Insider: Thumbs up to Perillo, down to fights
Justin Perillo doesn't have the name recognition of Colt Lyerla, but the former University of Maine tight end quietly has thrived in camp.
Everyone expected Lyerla — the talented but erratic Oregon tight end — to make the biggest impact as an undrafted free agent, but it's been the unheralded Perillo who has caught nearly every pass that's come his way.
He played 15 snaps against Tennessee on Saturday and caught one pass for 10 yards in the fourth quarter. The 6-foot-3, 250-pounder kept the plays coming in Wednesday's practice with a pair of workman-like catches in team periods, including a pass in the flat from Scott Tolzien in the final team drill.
"There were some technique things we can always work on, but he's been able to make some plays whenever he's been given opportunities," tight ends coach Jerry Fontenot said. "It's nice to see him developing and continue to kick the tires and see what we have."

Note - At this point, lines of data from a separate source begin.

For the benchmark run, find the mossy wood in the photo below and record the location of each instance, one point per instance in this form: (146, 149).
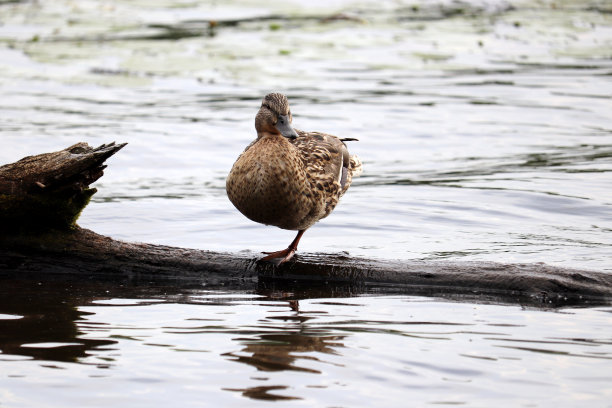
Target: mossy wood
(50, 190)
(42, 196)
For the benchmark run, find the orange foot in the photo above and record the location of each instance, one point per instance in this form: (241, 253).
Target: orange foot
(285, 254)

It's still going to take a minor miracle for Perillo to make the 53-man roster, but he's only helped his case. Since signing for a modest $2,000 bonus after the draft, Perillo has also been working as a backup long-snapper. Even if he doesn't make the roster, Perillo could be an intriguing candidate for the practice squad, though returning tight end Jake Stoneburner has eligibility, as well.
The jawing and jousting between Packers players and coaches is seen as a byproduct of training camp. They're not playing badminton, after all. It's a physical game.
It seemed like the shenanigans started to go overboard as practice wore on, though.
"We probably had a little too much extracurricular activity, but it was a physical practice," coach Mike McCarthy said.
The five or six scuffles halted practice only momentarily, but it started to feel overdone near the end of the day when receiver Jeff Janis and cornerback Antonio Dennard wrestled each other to the ground at the end of a block, and receiver Gerrard Sheppard started sparring with the secondary.
McCarthy didn't seem to have an issue with it. If he feels scuffles are slowing things down, he'll make his voice heard.
"We think it's good for competition," guard Josh Sitton said. "Obviously, you don't want anybody out there getting hurt. Guys can definitely be stupid, but it's part of the game."
The important thing was there were no documented injuries with a few players putting themselves in jeopardy of an injury when throwing punches at teammates' helmets. Last year, tight end Jermichael Finley was admonished after wailing at the helmet of street free-agent linebacker Jarvis Reed.
"Throwing punches is not smart, no, it's pretty stupid," Sitton said. "I might have been stupid today."
DID YOU NOTICE?
■ With Brad Jones missing practice because of a dental procedure, Jamari Lattimore worked next to A.J. Hawk as the first-team inside linebackers in the base and nickel sub-package. Hawk replaced Jones as the lone linebacker in dime.
■ McCarthy confirmed quarterback Aaron Rodgers will play Saturday against St. Louis, but receiver Jordy Nelson wouldn't speculate on his availability. He returned Tuesday from the hamstring injury that sidelined him against the Titans and appeared close to full participation.
■ Cornerback Tramon Williams, outside linebacker Adrian Hubbard and safety Sean Richardson had interceptions with Hubbard (scout team) and Richardson each picking off Tolzien.
■ Kicker Mason Crosby missed twice on six attempts, wide right from 42 and 53 yards. He made his final kick at 54. He's 38-of-42 in camp (90.5 percent).
■ Since returning from shingles, Janis continues to make plays. He laid out for a diving catch from Tolzien in an 11-on-11 period to bounce back from his two drops during individual work.